15/04/2019

Radical Climate Action 'Critical' To Great Barrier Reef's Survival, Government Body Says

FairfaxNicole Hasham

Australia’s top Great Barrier Reef officials warn the natural wonder will virtually collapse if the planet becomes 1.5 degrees hotter – a threshold that scientists say requires shutting down coal within three decades.
This federal election campaign is a potential tipping point for Australia’s direction on climate action, as the major parties pledge distinctly different ambitions for cutting greenhouse gas emissions.
However neither party has rejected the proposed Adani mine outright or promised to phase out coal, an export on which Australia is heavily reliant.
The Great Barrier Reef Marine Park Authority says limiting global warming to 1.5 degrees is "critical".
Climate change has already wrought devastating effects on the World Heritage-listed Great Barrier Reef, including two consecutive years of mass coral bleaching in 2016 and 2017.
In response to the threat, the Great Barrier Reef Marine Park Authority – the federal government’s lead agency for managing the reef – has prepared a climate change position statement.
The document, obtained by the Sydney Morning Herald and The Age under freedom of information laws, has not been released to the general public despite being in development for the past 15 months.
It states that limiting the average global temperature increase to 1.5 degrees or below since industrial times began – the higher end of the Paris agreement target - “is critical to maintain the ecological function of the Great Barrier Reef”. The world has already warmed by 1 degree.
Ecological function refers to roles performed by the reef's plants, animals and habitats, including providing a tourist experience.

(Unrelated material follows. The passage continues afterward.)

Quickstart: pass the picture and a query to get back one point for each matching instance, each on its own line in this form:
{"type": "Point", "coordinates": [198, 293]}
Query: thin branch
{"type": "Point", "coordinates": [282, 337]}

The authority has said these processes are necessary for the reef to exist.
The document cites scientific evidence that the reef could experience temperature-induced bleaching events twice per decade by about 2020 and annually by 2050 under high-emissions scenarios.
The IPCC says the global coal industry must virtually shut down by 2030 to prevent catastrophic climate change. Credit: Fairfax Media
The authority has long said climate change is the greatest threat facing the reef. However climate action advocates say to date, it has not sufficiently emphasised the repercussions of exceeding a 1.5-degree temperature rise.
A report prepared by the United Nations' Intergovernmental Panel on Climate Change in October last year said it was possible to keep warming below 1.5 degrees, but only with "rapid, far-reaching and unprecedented changes in all aspects of society".
This included phasing out coal-generated electricity globally by 2050, unless unproven technology to capture carbon dioxide from coal plants was deployed.
The Morrison government has pledged to cut Australia’s emissions by 26 per cent by 2030, based on 2005 levels. Experts say the target is not in line with keeping global warming below even 2 degrees.
The government has been plagued by internal divisions over emissions and insists coal has a strong future in Australia.
It has backed the controversial Adani mine and is considering underwriting new coal-fired generation projects in a bid to boost energy reliability and affordability.
By 2030, Labor wants half of Australia’s electricity needs met from renewable sources and a 45 per cent cut to national emissions. It says a transition away from coal is inevitable, but has no plans to shut down the industry. It has expressed scepticism about the Adani mine's future but has not pledged to stop it if Labor wins government.
The Greens say that by 2030, thermal coal exports and coal burning in Australia should cease.
WWF-Australia head of oceans Richard Leck said the reef authority’s explicit recognition of the need to stay below 1.5 degrees of warming was a “long time coming”.
“Now [a government agency] has made it absolutely clear that we need a climate policy that is consistent with 1.5 degrees or lower. We absolutely need to see that backed up by substance,” he said.
Fish swim among bleached coral in the Great Barrier Reef. Credit: Ove Hoegh-Guldberg
University of Queensland marine scientist Ove Hoegh-Guldberg, a lead author on IPCC reports, said the Morrison government was displaying “cognitive dissonance” by signing the Paris treaty but not taking strong climate action.
“You can’t have the Great Barrier Reef and the Adani mine, and what that [mine] represents in terms of future resource extraction. It is simply a big contradiction.”
Professor Hoegh-Guldberg said Labor’s 45 per cent target aligned “with the very best science coming from the international community”.
Labor’s climate change and energy spokesman, Mark Butler, said the party “agrees that climate change poses a severe risk to the Great Barrier Reef and real action is long overdue”.
A spokesman for Environment Minister Melissa Price said limiting climate change was important for the reef but it was "a global problem requiring a global solution, and Australia is playing its part".
He cited the Coalition's $3.5 billion carbon solutions package and commitment to the Paris treaty and the $443.3 million grant to the Great Barrier Reef Foundation to improve the reef's health.